Fifth, stop producing 30-second cuts as the primary deliverable for LinkedIn. Make them downstream artifacts. The 60-to-90-second structured teach is the new primary asset. The 30-second cut is the cutdown. Reordering your asset hierarchy is the cheapest, fastest change you will make this quarter, and it has the largest knock-on effect on what your production partner is actually building for you.

The operator POV

If you are buying B2B video on a retainer, the Depth Score change is good news. The format the feed now rewards is structurally easier for a content system to produce than for a freelance editor armed with TikTok tropes. The discipline that wins is structure, not stunts.

If you are buying B2B video as one-off projects, this is the second algorithm shift in 18 months that has made one-offs a bad asset class.
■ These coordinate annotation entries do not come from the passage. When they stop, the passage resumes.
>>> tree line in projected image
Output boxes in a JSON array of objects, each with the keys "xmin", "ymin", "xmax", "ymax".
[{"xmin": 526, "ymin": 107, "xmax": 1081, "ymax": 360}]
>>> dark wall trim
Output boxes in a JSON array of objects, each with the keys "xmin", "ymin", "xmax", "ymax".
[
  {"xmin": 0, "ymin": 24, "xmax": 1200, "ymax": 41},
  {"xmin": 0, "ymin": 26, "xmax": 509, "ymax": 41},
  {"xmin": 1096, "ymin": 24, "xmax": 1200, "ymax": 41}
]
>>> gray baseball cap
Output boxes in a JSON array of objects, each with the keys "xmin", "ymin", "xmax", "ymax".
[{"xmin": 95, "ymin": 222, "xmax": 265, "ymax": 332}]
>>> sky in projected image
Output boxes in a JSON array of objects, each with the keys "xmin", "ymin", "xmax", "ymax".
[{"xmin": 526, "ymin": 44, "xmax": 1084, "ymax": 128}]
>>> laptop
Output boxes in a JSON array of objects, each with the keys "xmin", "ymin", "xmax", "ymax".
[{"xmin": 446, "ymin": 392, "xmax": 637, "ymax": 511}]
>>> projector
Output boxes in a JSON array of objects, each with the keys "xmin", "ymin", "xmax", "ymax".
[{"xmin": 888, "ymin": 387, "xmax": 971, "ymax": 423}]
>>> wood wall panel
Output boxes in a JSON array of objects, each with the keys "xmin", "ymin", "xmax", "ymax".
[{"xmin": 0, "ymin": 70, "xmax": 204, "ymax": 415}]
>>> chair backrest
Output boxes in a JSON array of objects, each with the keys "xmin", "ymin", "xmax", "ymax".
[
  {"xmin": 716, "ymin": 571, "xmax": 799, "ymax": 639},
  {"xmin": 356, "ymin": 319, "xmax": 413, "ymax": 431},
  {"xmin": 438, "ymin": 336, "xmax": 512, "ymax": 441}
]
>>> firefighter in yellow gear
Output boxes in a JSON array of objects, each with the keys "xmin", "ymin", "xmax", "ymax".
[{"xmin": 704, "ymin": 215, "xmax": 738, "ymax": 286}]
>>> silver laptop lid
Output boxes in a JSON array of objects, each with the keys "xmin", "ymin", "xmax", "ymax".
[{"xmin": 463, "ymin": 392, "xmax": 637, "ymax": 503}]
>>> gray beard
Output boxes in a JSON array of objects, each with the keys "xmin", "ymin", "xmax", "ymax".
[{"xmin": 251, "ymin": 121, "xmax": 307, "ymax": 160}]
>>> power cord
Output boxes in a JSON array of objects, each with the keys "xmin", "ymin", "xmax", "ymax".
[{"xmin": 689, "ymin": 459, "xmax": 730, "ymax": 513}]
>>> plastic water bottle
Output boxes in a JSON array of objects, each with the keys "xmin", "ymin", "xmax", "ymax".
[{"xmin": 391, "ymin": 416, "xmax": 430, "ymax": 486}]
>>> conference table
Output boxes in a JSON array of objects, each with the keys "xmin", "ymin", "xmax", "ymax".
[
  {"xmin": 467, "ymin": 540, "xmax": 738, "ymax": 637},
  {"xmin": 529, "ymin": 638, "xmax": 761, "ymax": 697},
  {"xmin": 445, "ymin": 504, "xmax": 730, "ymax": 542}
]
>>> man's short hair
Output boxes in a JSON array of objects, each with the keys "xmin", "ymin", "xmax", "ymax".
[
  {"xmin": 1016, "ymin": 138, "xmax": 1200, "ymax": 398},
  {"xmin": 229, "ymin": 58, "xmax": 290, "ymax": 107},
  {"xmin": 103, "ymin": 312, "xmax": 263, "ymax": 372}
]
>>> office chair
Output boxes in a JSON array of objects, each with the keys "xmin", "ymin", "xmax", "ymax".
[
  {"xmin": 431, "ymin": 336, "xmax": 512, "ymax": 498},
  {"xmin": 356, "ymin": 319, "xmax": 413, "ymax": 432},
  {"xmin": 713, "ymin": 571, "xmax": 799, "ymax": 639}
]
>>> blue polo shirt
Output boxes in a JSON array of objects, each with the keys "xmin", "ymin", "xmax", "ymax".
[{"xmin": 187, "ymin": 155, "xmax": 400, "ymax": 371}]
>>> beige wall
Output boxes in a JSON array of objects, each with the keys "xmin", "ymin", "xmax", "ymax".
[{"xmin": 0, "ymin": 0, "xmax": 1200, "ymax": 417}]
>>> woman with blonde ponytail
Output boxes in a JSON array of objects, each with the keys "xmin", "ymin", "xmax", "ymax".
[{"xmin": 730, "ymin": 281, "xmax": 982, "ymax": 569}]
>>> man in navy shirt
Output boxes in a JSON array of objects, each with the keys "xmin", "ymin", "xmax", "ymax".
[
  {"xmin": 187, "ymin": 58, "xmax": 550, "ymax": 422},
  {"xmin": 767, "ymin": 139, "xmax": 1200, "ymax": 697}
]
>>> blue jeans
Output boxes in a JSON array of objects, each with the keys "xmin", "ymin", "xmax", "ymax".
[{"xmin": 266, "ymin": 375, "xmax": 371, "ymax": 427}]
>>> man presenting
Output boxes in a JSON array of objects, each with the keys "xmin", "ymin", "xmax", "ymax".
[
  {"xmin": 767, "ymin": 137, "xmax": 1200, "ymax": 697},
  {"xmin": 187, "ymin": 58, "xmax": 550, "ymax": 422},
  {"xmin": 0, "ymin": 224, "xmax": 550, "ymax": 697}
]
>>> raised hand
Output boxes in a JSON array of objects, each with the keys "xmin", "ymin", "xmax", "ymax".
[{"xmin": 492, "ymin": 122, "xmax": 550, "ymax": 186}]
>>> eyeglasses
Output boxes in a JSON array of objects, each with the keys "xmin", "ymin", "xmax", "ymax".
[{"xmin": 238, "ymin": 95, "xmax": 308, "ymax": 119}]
Each new shoot has to relearn what dwell looks like for your audience. A system that has watched 12 weeks of finish-rate data will out-iterate the freelance edit every time.

Either way, the next 90 days of LinkedIn distribution will be decided by which marketing teams retrain their craft fastest. The teams still chasing one-second view rate are going to find out the hard way that they have been training the algorithm to bury them.

Frequently Asked Questions

Is Depth Score replacing all other LinkedIn ranking signals?
No. Likes, comments, reposts, and reaction speed still feed the algorithm. But Depth Score now sits above them in weight, and a strong dwell signal will out-distribute a strong like signal if the two posts are otherwise similar. The hierarchy changed, not the inputs.
Does this mean short-form video is dead on LinkedIn?
No. Short-form still works for recap and awareness formats. But the long-tail distribution, the post that keeps getting impressions in week three, now correlates with finish rate, and finish rate correlates with structured 60-to-90-second teach formats. Short-form is now a downstream cutdown, not the primary asset.
How is the new LinkedIn signal different from YouTube's watch-time signal?
Mechanically, similar. Both platforms now reward sustained attention. The difference is audience behavior. YouTube viewers arrive with intent. LinkedIn viewers arrive in a feed. That means your first five seconds on LinkedIn still has to earn the next 85, but it has to earn them by naming the promise, not by creating a thumb-stop. The craft is closer to a great case-study opener than a TikTok hook.